Pour les catholiques qui souhaitent rester dans le giron du rationalisme, l’idée de la résurrection de Jésus est à la fois une grâce et un obstacle. Une grâce, évidemment, parce que la résurrection du Christ contient la promesse de la nôtre et parce que cette victoire de la vie sur la mort est le plus beau, le plus insurpassable des dons de Dieu. Un obstacle, aussi, toutefois, parce qu’y croire ne va pas de soi.
Ressuscité, vraiment?
Un esprit raisonnable, même croyant, ne peut accueillir cette bonne nouvelle qu’avec une part de doute.
Comme moi, le philosophe rationaliste chrétien Denis Moreau admet son incapacité à adhérer à la foi du charbonnier, qu’il respecte par ailleurs.
«Je ne pense pas, écrit-il, qu’on puisse produire des preuves ou des démonstrations indiscutables de la vérité historique de la résurrection.»
Y croire, reconnaît-il, relève donc du pari. Il s’agit autant, sinon plus, précise le philosophe, de répondre «à la question « que m’est-il permis d’espérer? » existentiellement qu’à celle « que puis-je savoir? » historiquement ». La vérité et la crédibilité de notre croyance ont bien sûr leur importance, mais elles ne résument pas le questionnement philosophique soulevée par cette même croyance.
L’efficacité de la foi
Dans Résurrections. Traverser les nuits de nos vies (Seuil, 2022), Moreau se risque même à délaisser la question de la vérité objective de la résurrection au profit d’une approche «pragmatique» s’intéressant à son «efficacité».

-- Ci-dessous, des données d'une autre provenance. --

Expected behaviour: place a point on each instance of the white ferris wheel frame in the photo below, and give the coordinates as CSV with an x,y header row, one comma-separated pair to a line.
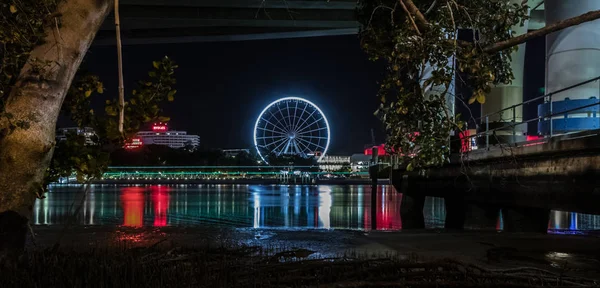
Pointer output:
x,y
286,99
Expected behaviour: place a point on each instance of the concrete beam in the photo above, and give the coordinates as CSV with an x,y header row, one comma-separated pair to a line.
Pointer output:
x,y
257,4
226,38
166,23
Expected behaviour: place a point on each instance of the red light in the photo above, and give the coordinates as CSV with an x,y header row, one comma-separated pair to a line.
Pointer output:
x,y
134,144
160,127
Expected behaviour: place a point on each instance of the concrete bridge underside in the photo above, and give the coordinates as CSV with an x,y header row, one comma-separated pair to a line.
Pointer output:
x,y
182,21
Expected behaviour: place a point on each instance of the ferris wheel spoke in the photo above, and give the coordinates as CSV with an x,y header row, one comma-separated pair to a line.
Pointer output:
x,y
300,150
278,121
307,148
310,143
271,137
287,125
299,118
276,126
290,120
309,125
294,118
311,131
270,130
266,145
301,126
277,147
313,137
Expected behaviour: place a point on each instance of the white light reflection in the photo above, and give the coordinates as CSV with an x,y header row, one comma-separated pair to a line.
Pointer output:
x,y
324,207
256,210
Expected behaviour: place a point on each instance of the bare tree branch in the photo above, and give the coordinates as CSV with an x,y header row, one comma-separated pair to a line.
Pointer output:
x,y
412,8
410,17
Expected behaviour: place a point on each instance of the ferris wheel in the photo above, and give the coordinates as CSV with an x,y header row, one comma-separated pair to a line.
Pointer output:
x,y
291,126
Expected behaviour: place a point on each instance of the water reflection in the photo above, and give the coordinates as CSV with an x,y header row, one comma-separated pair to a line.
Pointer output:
x,y
324,207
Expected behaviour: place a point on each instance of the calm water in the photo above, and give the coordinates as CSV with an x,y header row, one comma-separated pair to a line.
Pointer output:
x,y
326,207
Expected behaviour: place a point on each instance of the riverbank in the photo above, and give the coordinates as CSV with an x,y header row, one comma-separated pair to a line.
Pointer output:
x,y
567,255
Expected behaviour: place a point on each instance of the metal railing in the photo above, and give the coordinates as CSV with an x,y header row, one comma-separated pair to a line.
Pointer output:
x,y
547,99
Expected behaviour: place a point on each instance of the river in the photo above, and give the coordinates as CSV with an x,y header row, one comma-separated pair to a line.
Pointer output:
x,y
253,206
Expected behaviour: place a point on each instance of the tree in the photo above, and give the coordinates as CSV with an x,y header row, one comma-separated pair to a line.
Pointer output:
x,y
419,43
43,44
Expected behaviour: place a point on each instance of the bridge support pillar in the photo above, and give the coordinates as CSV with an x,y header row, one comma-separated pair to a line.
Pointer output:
x,y
526,220
411,212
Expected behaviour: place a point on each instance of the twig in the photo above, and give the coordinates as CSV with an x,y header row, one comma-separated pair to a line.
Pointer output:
x,y
410,17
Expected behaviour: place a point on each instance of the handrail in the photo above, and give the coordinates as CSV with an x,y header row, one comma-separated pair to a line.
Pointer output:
x,y
541,97
531,120
549,116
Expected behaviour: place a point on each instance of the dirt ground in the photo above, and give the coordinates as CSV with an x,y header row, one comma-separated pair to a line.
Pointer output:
x,y
574,255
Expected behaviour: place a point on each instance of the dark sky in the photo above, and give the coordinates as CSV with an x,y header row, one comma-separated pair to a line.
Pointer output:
x,y
222,87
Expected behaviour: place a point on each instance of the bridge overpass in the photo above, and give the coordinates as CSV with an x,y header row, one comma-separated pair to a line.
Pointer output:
x,y
183,21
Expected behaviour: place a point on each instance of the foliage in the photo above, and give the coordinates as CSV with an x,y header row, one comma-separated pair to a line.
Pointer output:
x,y
91,160
421,57
22,25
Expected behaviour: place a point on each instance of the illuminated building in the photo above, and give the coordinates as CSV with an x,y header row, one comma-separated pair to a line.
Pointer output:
x,y
232,153
134,143
333,163
61,133
161,135
360,162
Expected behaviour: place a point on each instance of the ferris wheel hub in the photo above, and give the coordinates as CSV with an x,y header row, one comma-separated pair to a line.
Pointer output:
x,y
291,126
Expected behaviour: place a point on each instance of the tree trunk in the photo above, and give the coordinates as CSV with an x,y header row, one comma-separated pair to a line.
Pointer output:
x,y
37,98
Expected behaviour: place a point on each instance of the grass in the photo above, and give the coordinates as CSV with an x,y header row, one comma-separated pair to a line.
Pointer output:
x,y
164,265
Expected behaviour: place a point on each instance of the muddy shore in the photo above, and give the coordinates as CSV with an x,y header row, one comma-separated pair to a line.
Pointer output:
x,y
575,255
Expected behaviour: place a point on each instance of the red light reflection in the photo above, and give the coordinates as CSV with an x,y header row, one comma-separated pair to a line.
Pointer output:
x,y
160,201
388,210
132,199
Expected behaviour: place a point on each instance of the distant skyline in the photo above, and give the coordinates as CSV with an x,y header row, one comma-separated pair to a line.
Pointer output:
x,y
223,86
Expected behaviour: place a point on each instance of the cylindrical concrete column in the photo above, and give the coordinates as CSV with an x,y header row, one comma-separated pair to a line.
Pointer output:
x,y
504,96
572,57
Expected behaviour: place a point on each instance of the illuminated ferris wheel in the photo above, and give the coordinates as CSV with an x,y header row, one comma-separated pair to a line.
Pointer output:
x,y
291,126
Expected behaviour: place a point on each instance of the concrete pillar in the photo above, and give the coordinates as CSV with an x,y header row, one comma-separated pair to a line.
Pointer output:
x,y
504,96
411,212
572,57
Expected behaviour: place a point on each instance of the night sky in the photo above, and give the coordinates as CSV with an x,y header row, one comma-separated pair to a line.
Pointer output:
x,y
223,86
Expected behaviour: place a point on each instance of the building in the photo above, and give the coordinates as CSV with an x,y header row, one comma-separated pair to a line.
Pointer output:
x,y
333,163
161,135
232,153
61,133
360,162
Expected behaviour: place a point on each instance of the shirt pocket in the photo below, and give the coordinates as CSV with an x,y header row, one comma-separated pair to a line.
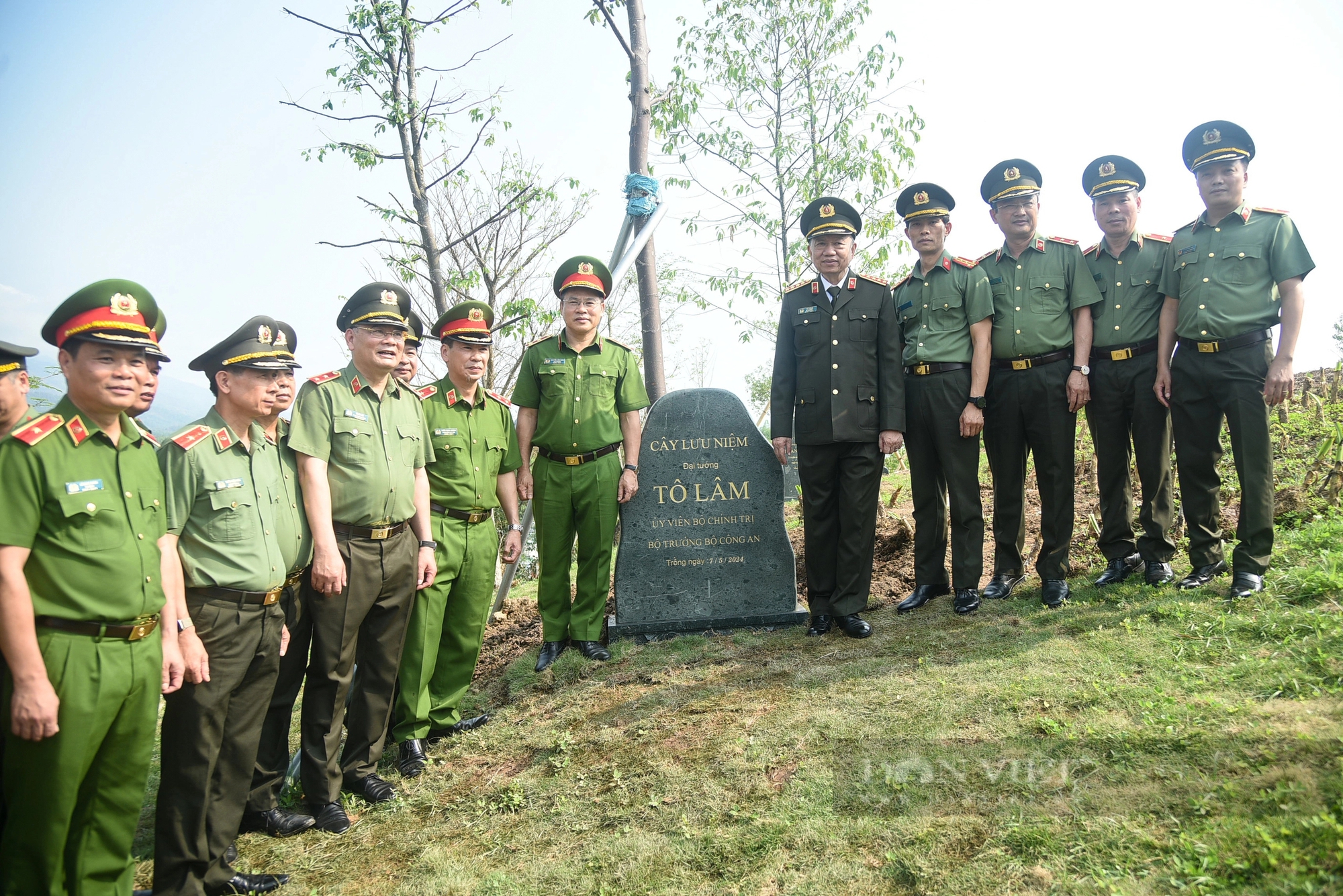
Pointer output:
x,y
1240,264
353,440
232,519
863,325
1048,294
93,521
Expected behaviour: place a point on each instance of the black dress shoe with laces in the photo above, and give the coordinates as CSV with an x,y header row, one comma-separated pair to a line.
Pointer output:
x,y
1203,576
1054,592
853,626
459,728
373,789
412,758
1158,573
550,654
921,596
1246,584
1001,587
241,883
1119,569
331,817
276,823
594,651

En philosophie, le pragmatisme, défendu notamment par l’Américain William James (1842-1910), postule que la vérité d’une idée ou d’une croyance se révèle par l’expérience. Le philosophe Alain Renaut parle d’une doctrine «qui assimile la vérité à la réussite de l’action ou à l’utilité de celle-ci». Il s’agit, en d’autres termes, d’évaluer les idées ou les croyances non pas tant en fonction de leur vérité ou de leur fausseté dans une logique scientifique, «mais en fonction de la qualité ou de l’intérêt reconnus aux effets qu’elles produisent dans le domaine de la pratique humaine ou encore de la vie morale», écrit Moreau. Et comme les croyances religieuses sont «à implications existentielles fortes » — croire que Dieu existe change plus la vie que croire qu’il fera beau demain —, l’évaluation de la qualité de leurs effets s’impose comme un devoir pour les croyants et pour tous ceux qui s’intéressent aux grandes questions existentielles.

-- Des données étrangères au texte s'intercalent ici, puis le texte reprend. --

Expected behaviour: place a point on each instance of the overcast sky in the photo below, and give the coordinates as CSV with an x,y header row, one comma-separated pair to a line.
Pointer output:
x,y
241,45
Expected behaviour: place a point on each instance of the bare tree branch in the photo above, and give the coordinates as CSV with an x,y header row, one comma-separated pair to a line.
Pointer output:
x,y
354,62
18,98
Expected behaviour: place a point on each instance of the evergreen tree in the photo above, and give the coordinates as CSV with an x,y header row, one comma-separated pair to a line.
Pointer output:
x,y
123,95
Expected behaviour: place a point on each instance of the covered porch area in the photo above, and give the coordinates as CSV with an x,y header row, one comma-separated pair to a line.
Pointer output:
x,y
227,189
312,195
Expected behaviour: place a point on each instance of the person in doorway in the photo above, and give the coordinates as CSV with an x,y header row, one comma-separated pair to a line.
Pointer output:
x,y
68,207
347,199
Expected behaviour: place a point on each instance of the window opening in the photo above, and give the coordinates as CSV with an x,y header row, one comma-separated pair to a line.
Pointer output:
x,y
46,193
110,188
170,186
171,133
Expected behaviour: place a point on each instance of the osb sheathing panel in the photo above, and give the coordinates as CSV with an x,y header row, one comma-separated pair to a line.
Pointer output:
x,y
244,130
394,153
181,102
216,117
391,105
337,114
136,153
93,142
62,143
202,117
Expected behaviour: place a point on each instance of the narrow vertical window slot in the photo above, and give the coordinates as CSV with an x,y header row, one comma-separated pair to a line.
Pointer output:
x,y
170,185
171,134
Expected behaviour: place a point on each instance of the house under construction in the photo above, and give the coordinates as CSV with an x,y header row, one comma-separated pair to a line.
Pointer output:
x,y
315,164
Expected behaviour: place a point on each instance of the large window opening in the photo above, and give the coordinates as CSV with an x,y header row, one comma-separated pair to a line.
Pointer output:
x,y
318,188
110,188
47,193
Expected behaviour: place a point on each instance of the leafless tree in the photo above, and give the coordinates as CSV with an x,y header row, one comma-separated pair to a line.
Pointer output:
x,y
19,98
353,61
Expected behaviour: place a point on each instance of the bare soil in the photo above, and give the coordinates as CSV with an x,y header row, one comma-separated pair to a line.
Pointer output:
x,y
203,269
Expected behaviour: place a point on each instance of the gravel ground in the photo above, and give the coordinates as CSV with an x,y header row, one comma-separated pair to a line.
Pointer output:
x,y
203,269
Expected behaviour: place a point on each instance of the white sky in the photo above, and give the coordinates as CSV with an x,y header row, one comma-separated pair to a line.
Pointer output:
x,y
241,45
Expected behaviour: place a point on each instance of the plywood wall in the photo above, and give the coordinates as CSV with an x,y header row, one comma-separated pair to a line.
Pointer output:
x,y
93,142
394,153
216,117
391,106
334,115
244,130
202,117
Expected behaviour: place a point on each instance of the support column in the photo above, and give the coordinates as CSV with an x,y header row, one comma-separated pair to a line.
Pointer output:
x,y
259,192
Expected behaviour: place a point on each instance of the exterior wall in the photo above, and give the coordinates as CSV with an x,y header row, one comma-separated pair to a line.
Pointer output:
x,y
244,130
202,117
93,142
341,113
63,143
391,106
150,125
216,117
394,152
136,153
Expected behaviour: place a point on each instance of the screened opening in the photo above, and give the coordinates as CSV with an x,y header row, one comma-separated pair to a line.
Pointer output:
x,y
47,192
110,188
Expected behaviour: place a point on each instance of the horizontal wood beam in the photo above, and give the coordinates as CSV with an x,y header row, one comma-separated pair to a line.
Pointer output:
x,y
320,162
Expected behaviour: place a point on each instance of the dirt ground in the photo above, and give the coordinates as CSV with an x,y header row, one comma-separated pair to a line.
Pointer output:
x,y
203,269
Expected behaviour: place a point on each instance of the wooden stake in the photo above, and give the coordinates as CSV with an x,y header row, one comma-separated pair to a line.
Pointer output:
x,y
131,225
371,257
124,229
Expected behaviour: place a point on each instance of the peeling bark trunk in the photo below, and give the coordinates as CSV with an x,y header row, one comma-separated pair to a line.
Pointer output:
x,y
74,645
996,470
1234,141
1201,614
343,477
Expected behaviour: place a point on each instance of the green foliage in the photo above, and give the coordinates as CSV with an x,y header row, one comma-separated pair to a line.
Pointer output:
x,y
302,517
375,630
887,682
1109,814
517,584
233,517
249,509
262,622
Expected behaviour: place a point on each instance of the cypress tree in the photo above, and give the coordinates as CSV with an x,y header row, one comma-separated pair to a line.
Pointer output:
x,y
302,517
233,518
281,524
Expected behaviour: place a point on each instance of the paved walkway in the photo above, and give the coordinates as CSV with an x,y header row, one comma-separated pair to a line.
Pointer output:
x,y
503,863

Pour Nietzsche et pour Marx, les effets des croyances religieuses chrétiennes sont toxiques. Le premier dit du christianisme qu’il nourrit le ressentiment et réduit les fidèles au statut d’esclaves privés de pulsion de vie. Le second qualifie la religion d’«opium du peuple», d’anesthésique de la conscience sociale qui entretient l’aliénation et barre la route à la nécessaire révolution.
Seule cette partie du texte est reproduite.